Le premier gain est que cette remontée dans le passé le plus archaïque de la psyché permet, sitôt reparcourue en sens inverse[27], de proposer une théorie complète de la socialisation, capable de relier, sans jamais céder au réductionnisme (qu’il soit psychologiste ou sociologiste), et depuis leurs extrémités respectives (la psyché asociale d’un côté, l’imaginaire social et anonyme de l’autre), les deux faces psychogénétique (« idiogénèse ») et sociale-historique (« koinogénèse ») qui la composent. L’anthropologie castoriadienne dépasse et surmonte ainsi les limites de l’approche freudienne (qui, à travers le concept de sublimation, ne voit que le versant psychogénétique de la socialisation), ainsi que celles de la pensée structuraliste, incapable d’opérer autour du symbolique la jonction conceptuelle entre le psychique et le social. Certes, Lévi-Strauss a souligné, de son côté, le fonctionnement inconscient des structures et des symboles sociaux (les mythes, les structures de parenté, etc.). Lacan, quant à lui, a bien remarqué l’inscription des symboles sociaux dans l’inconscient psychique (le nom du Père). Mais aucune synthèse des deux approches n’a été faite, si ce n’est sous la forme nettement insuffisante proposée, dans LireLe capital, par Althusser et ses disciples qui assimilèrent, par simple extrapolation, le concept social de Valeur au concept lacanien de causalité structurale[28]. En dialectisant l’archaïque (la clôture absolument asociale de la psyché, jamais complètement dépassée) et le téléologique (l’investissement psychique d’un imaginaire social irréductible à la psyché et issu d’un procès anonyme de création collective), l’anthropologie castoriadienne évite ainsi le double écueil du psychologisme et du sociologisme tout en renvoyant à ses propres limites le structuralisme qui, vainement, a cherché à les dépasser.

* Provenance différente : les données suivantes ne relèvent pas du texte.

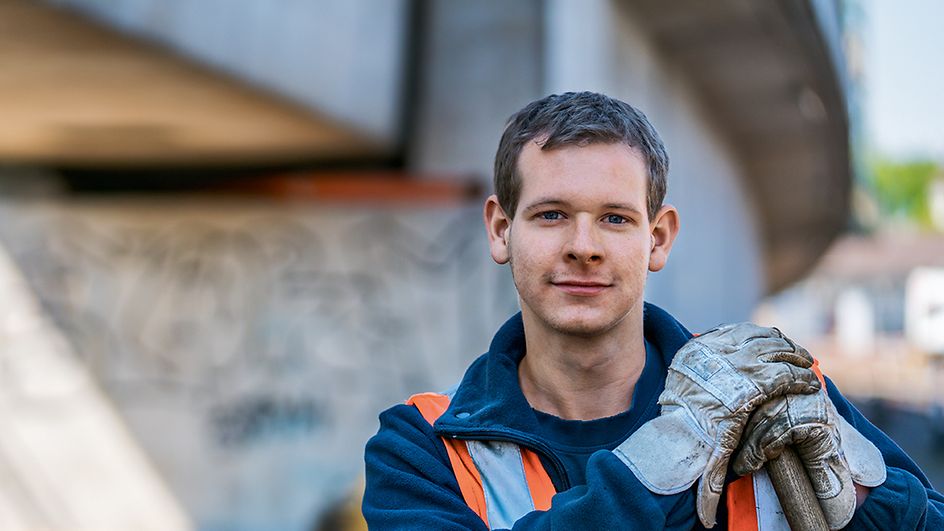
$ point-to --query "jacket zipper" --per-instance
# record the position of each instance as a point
(526, 442)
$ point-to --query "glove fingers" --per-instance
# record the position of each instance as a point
(711, 485)
(834, 488)
(785, 351)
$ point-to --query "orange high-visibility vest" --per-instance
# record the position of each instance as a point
(502, 481)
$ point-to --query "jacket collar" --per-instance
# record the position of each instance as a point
(489, 401)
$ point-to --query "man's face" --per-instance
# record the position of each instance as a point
(580, 243)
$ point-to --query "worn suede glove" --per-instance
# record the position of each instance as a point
(714, 383)
(832, 451)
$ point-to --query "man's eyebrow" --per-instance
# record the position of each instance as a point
(545, 201)
(621, 206)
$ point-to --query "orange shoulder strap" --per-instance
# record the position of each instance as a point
(432, 406)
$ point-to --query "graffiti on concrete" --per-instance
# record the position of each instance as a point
(251, 346)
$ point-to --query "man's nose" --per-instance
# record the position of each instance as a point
(584, 245)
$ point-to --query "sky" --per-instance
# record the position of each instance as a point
(904, 77)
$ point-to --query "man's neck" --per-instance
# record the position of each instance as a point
(582, 378)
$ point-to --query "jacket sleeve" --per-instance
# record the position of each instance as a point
(906, 500)
(410, 485)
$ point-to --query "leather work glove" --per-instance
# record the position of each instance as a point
(834, 454)
(714, 383)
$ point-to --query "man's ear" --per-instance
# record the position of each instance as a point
(498, 227)
(664, 229)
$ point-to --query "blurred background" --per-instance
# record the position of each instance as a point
(233, 231)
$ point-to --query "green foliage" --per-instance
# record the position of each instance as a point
(902, 188)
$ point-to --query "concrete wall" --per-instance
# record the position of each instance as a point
(249, 345)
(342, 58)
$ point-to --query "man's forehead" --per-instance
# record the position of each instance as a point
(617, 166)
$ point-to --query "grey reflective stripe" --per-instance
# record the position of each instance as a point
(769, 513)
(507, 496)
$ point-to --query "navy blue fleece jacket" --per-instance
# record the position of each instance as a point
(410, 483)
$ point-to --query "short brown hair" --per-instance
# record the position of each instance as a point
(578, 118)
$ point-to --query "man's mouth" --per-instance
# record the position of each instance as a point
(581, 288)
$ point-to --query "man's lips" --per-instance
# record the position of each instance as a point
(581, 288)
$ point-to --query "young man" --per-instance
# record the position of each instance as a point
(595, 410)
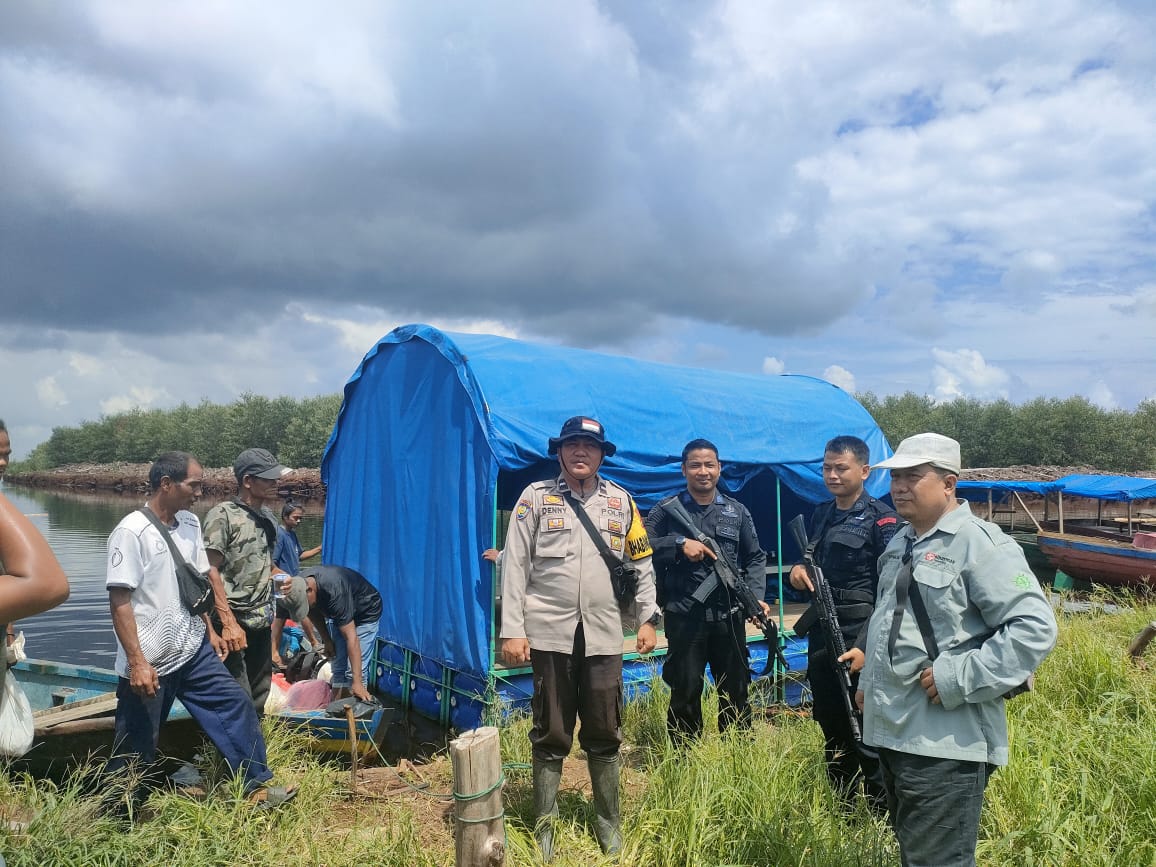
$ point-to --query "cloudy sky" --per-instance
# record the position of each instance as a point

En outre (second gain), cette jonction permet, autrement que ne l’a fait Lacan, de mettre en lumière les racines psychiques profondes de l’aliénation sociale. En effet, telle que la décrit Castoriadis, la fabrication sociale de l’individu a presque toujours comme résultat l’aliénation de ce dernier à l’imaginaire social, qui apparaît comme la meilleure formation de compromis, la meilleure compensation possible aux violences successives infligées à la psyché pour qu’elle renonce à sa toute-puissance autistique et s’ouvre suffisamment à l’altérité. Tout se passe comme si l’ouverture de la psyché devait se payer par une clôture du monde social-historique[29]. La psyché, autrement dit, accepte l’épreuve de la socialisation en investissant de manière rigide des significations imaginaires sociales qui, ainsi représentées comme substantielles, se voient attribuer la propriété « magique » d’englober et d’insérer systématiquement tous les évènements (aussi tragiques et absurdes soient-ils) dans une matrice de sens inaltérable (l’histoire des tragédies successives du peuple juif comme signes toujours plus évidents de son élection divine, etc.). En prenant le relai de la clôture psychique originaire, la clôture des mondes sociaux permet ainsi de conserver, malgré la sublimation avancée qu’elle suppose, la trace archaïque d’un désir de sens total (« l’inconscient ignore la contradiction ») et, aussi, d’un désir d’immortalité transféré sur les significations sociales ainsi soustraites au changement (« l’inconscient ignore le temps »). Or une telle clôture est source d’hétéronomie car elle revient à rapporter le sens mortel, ouvert et toujours en suspens de la praxis social-historique à un méta-sens rigide (un Sens du sens) transcendant le pouvoir instituant des hommes. Ainsi, l’aliénation à l’imaginaire social recouvre-t-elle le pouvoir instituant de la société dans le mouvement même par lequel elle soulage la psyché en lui dissimulant l’Abîme, l’a-sensé de tout sens que l’histoire, à travers la création-destruction permanente des imaginaires sociaux, ne cesse de faire apparaître : l’auto-institution de la société semble être, ipso facto, auto-aliénation des individus à leur imaginaire[30]. Pourtant, et ce point est bien évidemment décisif, quelques collectivités humaines sont exceptionnellement parvenues au cours de l’histoire à briser suffisamment la clôture de leur imaginaire pour se donner des formes radicalement démocratiques de pouvoir.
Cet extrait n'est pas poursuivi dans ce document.